Aviation | A UN body will aim to reduce greenhouse gas emissions from international aviation to net zero by 2050 and will use a new emissions limit for its flagship climate change program.
OFF THE SHELF
Taxonomies | Floods, droughts and food shortages are just some of the effects of climate change, as exploitation and corruption drive social injustice around the world. Governments tackling these issues are realizing that to solve them, they need to first define and measure them. Some are turning to so-called taxonomies that establish which economic practices and products are harmful to the planet and which aren’t. The idea is the price of goods and services must reflect the human and environmental cost of both production and disposal, which in turn would spur much-needed change. But designing a code is fiendishly difficult.
Double Materiality | Should a business or an investment fund care only about making money, or should it also worry about the environment, social justice and good governance? Can the two goals overlap? Do they already? These questions get at the heart of something called “double materiality.” While the concept has been built into new European regulations, it has yet to make significant inroads in the US — even as Wall Street behemoths like JPMorgan Chase & Co. embrace the idea. At issue is what information should be mandatory to report, and who decides?
ESG Loans | Virtue can bring rewards, as more companies are discovering when they reach out for a loan. Some banks offer borrowers discounts if they meet targets for cutting pollution, reducing food waste or even assisting job seekers. To give incentives teeth, there are penalties for missing goals.
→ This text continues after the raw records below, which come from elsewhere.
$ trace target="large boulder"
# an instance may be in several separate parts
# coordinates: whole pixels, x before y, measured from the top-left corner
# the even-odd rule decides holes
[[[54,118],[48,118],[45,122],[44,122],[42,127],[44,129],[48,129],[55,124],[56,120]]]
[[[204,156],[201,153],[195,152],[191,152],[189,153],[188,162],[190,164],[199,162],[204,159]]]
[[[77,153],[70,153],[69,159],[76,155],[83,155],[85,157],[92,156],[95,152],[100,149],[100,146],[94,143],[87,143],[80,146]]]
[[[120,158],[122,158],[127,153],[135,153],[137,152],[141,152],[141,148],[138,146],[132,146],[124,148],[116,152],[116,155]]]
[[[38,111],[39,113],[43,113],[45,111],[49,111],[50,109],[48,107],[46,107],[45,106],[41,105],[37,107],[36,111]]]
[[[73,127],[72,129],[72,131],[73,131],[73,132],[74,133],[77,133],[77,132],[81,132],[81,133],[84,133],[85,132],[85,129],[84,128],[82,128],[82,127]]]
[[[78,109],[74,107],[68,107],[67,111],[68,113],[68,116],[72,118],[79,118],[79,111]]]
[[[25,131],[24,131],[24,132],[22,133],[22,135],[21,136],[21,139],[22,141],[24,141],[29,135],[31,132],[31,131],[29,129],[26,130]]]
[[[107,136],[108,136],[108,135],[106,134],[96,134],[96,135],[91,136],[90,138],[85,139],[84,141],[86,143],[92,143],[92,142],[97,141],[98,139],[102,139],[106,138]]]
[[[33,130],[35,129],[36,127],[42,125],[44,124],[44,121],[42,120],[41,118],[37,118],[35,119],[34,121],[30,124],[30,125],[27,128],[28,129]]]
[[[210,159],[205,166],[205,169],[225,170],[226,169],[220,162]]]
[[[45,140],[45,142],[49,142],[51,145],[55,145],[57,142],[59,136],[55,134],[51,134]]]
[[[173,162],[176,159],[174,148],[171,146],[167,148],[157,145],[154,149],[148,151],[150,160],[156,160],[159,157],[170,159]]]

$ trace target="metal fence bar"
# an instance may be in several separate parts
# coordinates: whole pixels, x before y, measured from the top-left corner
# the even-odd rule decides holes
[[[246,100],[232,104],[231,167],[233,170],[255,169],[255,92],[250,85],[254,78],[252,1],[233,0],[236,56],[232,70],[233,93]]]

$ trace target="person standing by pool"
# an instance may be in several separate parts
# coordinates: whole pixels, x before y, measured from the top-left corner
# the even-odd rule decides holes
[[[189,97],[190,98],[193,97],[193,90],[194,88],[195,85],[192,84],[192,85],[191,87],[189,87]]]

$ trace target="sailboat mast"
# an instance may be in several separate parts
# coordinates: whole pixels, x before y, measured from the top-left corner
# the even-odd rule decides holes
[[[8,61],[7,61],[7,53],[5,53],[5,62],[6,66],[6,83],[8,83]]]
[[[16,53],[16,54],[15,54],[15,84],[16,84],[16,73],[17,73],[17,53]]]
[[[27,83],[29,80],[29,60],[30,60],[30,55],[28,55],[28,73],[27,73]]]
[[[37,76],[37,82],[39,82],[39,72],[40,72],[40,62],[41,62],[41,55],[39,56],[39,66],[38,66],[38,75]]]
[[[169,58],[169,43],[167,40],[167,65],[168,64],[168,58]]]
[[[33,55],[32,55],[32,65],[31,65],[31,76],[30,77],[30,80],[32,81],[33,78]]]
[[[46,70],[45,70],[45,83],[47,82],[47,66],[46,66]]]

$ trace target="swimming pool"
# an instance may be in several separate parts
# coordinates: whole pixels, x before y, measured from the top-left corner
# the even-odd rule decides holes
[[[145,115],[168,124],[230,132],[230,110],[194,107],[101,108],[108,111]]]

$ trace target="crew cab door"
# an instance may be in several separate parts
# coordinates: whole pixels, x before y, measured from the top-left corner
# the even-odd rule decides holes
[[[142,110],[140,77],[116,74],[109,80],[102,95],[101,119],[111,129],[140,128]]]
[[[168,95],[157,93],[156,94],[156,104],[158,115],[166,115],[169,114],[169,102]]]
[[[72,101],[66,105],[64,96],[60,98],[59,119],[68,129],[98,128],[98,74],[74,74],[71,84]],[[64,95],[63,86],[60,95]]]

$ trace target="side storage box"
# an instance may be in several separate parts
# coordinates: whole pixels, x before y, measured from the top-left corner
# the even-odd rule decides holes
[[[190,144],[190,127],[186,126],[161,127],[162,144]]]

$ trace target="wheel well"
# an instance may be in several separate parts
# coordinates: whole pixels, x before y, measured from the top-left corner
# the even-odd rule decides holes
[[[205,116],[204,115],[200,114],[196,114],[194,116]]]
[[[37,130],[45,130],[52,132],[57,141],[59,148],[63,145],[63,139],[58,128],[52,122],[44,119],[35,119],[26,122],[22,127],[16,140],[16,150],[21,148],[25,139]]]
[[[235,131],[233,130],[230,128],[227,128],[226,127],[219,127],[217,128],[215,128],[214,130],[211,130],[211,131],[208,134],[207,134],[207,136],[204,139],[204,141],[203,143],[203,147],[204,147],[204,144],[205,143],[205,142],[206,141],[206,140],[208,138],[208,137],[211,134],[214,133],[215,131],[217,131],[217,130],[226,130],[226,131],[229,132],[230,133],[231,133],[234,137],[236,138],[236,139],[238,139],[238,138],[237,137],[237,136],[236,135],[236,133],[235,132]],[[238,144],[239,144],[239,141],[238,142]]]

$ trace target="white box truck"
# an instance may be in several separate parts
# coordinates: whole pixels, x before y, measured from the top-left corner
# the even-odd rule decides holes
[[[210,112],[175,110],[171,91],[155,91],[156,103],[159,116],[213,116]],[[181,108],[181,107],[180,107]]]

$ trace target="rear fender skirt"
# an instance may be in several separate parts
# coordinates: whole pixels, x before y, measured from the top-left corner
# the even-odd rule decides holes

Global issuance of loans linked to borrowers’ ESG performance surged to almost $500 billion in 2021 from $4.9 billion in 2017 when the first such deal was created.
Circular Economy | Take, make, use, dispose. For decades, this has been the standard approach to production and consumption. Companies take raw materials and transform them into products, which are purchased by consumers, who ultimately toss them out, creating waste that ends up in landfills and oceans. Worried about climate change and environmental degradation, people are challenging the sustainability of this linear model and urging a so-called circular economy of take, make, use, reuse and reuse again and again.
ABC | You’ve probably heard of ESG, and may know it as a form of investing and finance that involves considering material financial risks from environmental factors, social issues and questions of corporate governance. If you’re like most people, you’re probably not clear on the difference between ESG and socially responsible investing, impact investing and similar, sometimes overlapping approaches — in part because ESG has come to mean different things to different people. That vagueness has helped fuel rapid growth in recent years. But accompanying those gains has been increased scrutiny from regulators cracking down on banks and investment firms making exaggerated claims.